Evacuations

Le terme indique les mouvements imposés, à l’intérieur de la zone des combats et de celle-ci vers la zone territoriale, aux personnes auxquelles s’appliquent les mesures de protection fixées par le droit des conflits armés.
Ces personnes sont :
  • les blessés, malades et naufragés, que le service sanitaire des armées doit recueillir et auxquels doivent être prodigués les premiers soins. Elles seront classées, triées, transportées et soignées dans un établissement sanitaire propre à leur fournir un traitement adapté.

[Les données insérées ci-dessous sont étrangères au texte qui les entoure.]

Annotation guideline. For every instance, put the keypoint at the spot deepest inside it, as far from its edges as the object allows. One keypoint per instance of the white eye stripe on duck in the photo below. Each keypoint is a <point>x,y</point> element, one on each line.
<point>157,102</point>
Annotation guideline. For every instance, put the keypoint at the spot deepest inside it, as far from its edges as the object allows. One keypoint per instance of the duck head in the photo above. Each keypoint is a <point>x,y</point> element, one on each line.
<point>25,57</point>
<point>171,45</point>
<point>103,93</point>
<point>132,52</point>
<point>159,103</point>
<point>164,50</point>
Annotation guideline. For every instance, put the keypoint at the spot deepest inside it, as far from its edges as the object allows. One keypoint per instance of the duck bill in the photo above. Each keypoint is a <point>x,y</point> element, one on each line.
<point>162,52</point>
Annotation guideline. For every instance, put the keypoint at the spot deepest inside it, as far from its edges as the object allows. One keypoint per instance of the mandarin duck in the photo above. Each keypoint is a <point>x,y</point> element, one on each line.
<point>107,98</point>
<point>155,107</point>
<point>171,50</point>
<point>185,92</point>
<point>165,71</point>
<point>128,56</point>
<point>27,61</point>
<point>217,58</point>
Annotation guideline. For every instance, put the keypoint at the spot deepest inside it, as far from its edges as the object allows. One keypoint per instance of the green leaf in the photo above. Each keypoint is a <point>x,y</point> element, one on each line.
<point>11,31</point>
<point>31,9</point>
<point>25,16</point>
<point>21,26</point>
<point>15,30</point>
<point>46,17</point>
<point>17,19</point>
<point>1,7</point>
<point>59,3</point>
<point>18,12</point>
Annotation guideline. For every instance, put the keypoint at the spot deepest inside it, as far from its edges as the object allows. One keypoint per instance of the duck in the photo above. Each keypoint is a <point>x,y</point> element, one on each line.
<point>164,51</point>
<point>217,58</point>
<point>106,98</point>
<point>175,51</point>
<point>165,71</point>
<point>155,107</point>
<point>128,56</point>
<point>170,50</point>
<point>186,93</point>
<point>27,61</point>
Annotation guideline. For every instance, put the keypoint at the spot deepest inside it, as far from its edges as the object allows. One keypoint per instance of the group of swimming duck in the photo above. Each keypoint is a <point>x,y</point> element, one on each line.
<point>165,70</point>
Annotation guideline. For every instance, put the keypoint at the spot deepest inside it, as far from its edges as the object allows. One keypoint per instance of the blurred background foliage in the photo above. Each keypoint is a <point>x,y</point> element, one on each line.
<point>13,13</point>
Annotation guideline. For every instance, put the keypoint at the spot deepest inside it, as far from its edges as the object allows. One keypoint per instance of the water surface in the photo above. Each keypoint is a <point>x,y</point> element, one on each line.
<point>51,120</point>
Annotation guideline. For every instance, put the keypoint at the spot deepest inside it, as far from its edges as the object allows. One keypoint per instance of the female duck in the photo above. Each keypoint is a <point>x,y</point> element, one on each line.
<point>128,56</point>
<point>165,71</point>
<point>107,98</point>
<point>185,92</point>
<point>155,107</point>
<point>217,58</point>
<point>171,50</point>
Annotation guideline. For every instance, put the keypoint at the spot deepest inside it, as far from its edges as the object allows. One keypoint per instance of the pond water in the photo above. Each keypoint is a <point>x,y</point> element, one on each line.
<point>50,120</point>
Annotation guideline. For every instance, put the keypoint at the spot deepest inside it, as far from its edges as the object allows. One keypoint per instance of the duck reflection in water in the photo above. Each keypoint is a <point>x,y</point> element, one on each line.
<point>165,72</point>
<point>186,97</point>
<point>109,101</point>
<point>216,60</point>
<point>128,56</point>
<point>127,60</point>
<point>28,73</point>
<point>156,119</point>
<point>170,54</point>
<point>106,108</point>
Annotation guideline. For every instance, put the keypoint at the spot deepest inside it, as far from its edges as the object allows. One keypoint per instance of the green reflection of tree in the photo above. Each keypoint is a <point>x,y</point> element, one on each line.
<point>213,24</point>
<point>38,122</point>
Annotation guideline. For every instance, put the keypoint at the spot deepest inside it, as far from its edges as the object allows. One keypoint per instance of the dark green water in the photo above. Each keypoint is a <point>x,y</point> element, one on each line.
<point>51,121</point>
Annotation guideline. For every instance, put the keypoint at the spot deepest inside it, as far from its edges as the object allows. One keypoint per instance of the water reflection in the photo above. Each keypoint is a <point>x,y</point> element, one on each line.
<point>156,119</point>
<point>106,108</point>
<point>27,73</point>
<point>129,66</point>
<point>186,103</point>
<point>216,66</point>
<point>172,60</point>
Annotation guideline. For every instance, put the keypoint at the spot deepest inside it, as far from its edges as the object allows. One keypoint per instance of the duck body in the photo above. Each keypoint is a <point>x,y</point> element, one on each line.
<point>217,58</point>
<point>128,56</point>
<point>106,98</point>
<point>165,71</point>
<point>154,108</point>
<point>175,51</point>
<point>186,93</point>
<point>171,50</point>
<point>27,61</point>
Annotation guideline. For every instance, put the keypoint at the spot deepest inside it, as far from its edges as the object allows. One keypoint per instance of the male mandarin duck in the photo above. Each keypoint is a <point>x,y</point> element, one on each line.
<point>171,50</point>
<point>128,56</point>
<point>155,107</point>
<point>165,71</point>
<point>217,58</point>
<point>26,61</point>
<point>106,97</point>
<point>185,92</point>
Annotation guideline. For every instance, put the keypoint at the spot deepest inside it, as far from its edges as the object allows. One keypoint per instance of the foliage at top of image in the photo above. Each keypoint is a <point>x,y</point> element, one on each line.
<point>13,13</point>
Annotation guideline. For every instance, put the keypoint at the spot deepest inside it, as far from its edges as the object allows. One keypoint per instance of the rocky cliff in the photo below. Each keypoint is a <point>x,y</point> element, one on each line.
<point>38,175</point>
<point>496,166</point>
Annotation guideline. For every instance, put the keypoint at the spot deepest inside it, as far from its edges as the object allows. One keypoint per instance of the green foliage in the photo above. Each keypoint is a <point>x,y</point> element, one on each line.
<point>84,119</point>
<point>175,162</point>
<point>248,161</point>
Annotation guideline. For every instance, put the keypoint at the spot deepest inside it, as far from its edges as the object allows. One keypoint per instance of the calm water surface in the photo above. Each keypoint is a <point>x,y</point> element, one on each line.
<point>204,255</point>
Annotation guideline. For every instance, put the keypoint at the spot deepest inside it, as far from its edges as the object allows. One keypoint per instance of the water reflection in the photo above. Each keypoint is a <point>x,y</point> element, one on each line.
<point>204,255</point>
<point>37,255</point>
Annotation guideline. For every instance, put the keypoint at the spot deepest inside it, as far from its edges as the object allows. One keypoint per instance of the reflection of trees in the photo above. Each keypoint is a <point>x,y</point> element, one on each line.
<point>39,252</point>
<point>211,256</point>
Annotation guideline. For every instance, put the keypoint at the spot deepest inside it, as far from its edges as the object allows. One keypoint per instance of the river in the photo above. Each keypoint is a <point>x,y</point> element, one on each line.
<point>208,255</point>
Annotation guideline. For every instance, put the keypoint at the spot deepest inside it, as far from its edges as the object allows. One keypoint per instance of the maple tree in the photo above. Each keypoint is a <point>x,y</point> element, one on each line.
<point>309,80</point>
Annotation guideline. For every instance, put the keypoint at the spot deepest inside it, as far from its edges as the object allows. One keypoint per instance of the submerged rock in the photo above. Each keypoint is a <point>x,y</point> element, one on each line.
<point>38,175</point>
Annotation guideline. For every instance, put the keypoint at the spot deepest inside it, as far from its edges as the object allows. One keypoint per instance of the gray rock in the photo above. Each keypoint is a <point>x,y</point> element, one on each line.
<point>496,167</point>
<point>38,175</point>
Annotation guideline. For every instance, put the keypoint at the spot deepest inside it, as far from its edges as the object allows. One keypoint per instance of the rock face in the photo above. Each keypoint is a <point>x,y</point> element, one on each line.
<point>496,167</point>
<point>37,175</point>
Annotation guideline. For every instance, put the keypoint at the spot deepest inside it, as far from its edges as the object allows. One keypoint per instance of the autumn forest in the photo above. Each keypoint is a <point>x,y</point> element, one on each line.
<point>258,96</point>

Toutes ces opérations, qui sont effectuées par le personnel sanitaire, les unités sanitaires et les transports sanitaires, doivent s’accomplir sous la protection de l’emblème de la Croix-Rouge ou du croissant rouge et en respectant les règles établies par le droit international ;
  • les prisonniers de guerre que des unités spécialisées doivent recueillir et diriger vers des camps d’internement répondant aux normes légales ;
  • la population civile dont les commandements militaires doivent coordonner et contrôler le mouvement, ces mouvements devant se dérouler en respectant les règles fixées par le droit international.
En tout temps et notamment après un engagement, les Parties au conflit prendront sans tarder toutes les mesures possibles pour rechercher et recueillir les blessés et les malades, les protéger contre le pillage et les mauvais traitements et leur assurer les soins nécessaires, ainsi que pour rechercher les ports et empêcher qu’ils ne soient dépouillés. Toutes les fois que les circonstances le permettront, un armistice, une interruption de feu ou des arrangements locaux seront convenus pour permettre l’enlèvement, l’échange et le transport des blessés laissés sur le champ de bataille.
De même, des arrangements locaux pourront être conclus entre les Parties au conflit pour l’évacuation ou l’échange des blessés et malades d’une zone assiégée ou encerclée et pour le passage de personnel sanitaire et religieux et de matériel sanitaire à destination de cette zone.
Les prisonniers de guerre seront évacués, dans le plus bref délai possible après avoir été faits prisonniers, vers des camps situés assez loin de la zone de combat pour être hors de danger.
Ne pourront être maintenus, temporairement, dans une zone dangereuse que les prisonniers de guerre qui, en raison de leurs blessures ou de leurs maladies, courraient de plus grands risques à être évacués qu’à rester sur place.
Les prisonniers de guerre ne seront pas inutilement exposés au danger, en attendant leur évacuation d’une zone de combat.
Références : GI, GII, GPI-8, 34 ; GIV-14, 15, 17, 49 ; GPI-51, 54, 78 ; GPII-4, 17.